Just Watch Me

Just Watch Me

Monday, November 29, 2010

Hey Jealousy

okay, so. ive hit writer's block on my own blogging website writing about my emotions. terrific.
ill give you a run down of the entire story.
my best friend used to like this guy, and she would talk about what they did in class or anything to do with him, but then she met someone and got a boyfriend and then i started to see how nice a guy he was, and she told me, "yeah, you can have him", so.. not selfishly, but curiously, and somewhere inbetween getting to know him, i fell for him. so hard, its still hurting everytime i talk to him, hug him and do anything with him (not in any sexual way).
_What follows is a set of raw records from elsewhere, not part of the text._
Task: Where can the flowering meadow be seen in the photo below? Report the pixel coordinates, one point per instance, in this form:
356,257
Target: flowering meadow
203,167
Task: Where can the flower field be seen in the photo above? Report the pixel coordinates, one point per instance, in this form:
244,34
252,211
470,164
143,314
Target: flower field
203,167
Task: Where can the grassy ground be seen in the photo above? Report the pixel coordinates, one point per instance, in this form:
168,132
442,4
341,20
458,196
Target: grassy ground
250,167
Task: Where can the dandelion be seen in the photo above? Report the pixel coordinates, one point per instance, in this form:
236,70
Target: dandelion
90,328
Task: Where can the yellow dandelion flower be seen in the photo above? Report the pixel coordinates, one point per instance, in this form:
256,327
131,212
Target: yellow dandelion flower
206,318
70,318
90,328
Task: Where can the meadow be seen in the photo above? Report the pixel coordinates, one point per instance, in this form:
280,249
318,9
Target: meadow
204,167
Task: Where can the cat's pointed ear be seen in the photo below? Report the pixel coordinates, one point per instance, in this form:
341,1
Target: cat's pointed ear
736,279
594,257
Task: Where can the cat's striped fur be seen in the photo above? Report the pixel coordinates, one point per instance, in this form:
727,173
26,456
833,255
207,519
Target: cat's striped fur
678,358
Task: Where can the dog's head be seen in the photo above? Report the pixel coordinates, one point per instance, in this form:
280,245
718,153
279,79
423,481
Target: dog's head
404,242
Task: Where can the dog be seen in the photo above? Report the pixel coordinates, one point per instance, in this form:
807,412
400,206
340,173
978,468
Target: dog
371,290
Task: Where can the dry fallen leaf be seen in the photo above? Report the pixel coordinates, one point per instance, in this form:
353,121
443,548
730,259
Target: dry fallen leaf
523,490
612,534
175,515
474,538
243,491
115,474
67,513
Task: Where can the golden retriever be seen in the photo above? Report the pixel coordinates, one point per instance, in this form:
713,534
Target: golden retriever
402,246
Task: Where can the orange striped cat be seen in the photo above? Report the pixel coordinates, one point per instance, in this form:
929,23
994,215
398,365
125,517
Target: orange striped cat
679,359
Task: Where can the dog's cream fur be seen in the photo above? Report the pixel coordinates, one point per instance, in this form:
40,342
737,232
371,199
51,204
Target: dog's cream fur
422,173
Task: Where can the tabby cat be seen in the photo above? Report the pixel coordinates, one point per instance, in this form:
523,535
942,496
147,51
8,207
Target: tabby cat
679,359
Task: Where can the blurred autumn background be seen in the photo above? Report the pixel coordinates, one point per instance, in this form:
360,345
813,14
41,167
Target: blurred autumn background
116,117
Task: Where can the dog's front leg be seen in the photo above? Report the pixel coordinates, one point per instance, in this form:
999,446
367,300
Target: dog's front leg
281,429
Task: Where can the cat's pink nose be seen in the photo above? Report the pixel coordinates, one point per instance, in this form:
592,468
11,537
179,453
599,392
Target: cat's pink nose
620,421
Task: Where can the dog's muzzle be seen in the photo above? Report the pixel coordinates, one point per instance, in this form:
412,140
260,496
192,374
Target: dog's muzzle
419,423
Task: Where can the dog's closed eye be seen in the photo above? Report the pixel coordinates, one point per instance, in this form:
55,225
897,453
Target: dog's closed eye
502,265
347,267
the worst thing is this. until recently, i thought she was over hiim, into another guy after she broke up with her boyfriend. no. thats no how it went down at all. she wanted "fair game". fair game you ask? its when i practically have to "hand him back over" to her and forget i felt anything for him.
SHE DOES THIS WITH ANY GUY. i don't understand. this all may sound childish and stupid, but what the hell.  shes making me feel like crap, because she expects me to just "swith off" all my feelings for him, and the agonising thing is that i cant even tell her how i feel otherwise shell just take it the wrong way, make me look like the antagonistic bitch who's just jealous.
jealous? it makes me want to cry everytime she mentions his name now, or that she practically makes it competition.
im always the third wheel. im always the single one in our friendship. weve known each other for 4 years now, her and i, and she cant even see that she hurts me everytime she goes for a guy, because she either ends up hurting herself and i have to help her, or she makes me feel like its my turn to "get someone" purely because i look like a dweebus without a boyfriend.
                  thanks so much best friend, you really did it this time.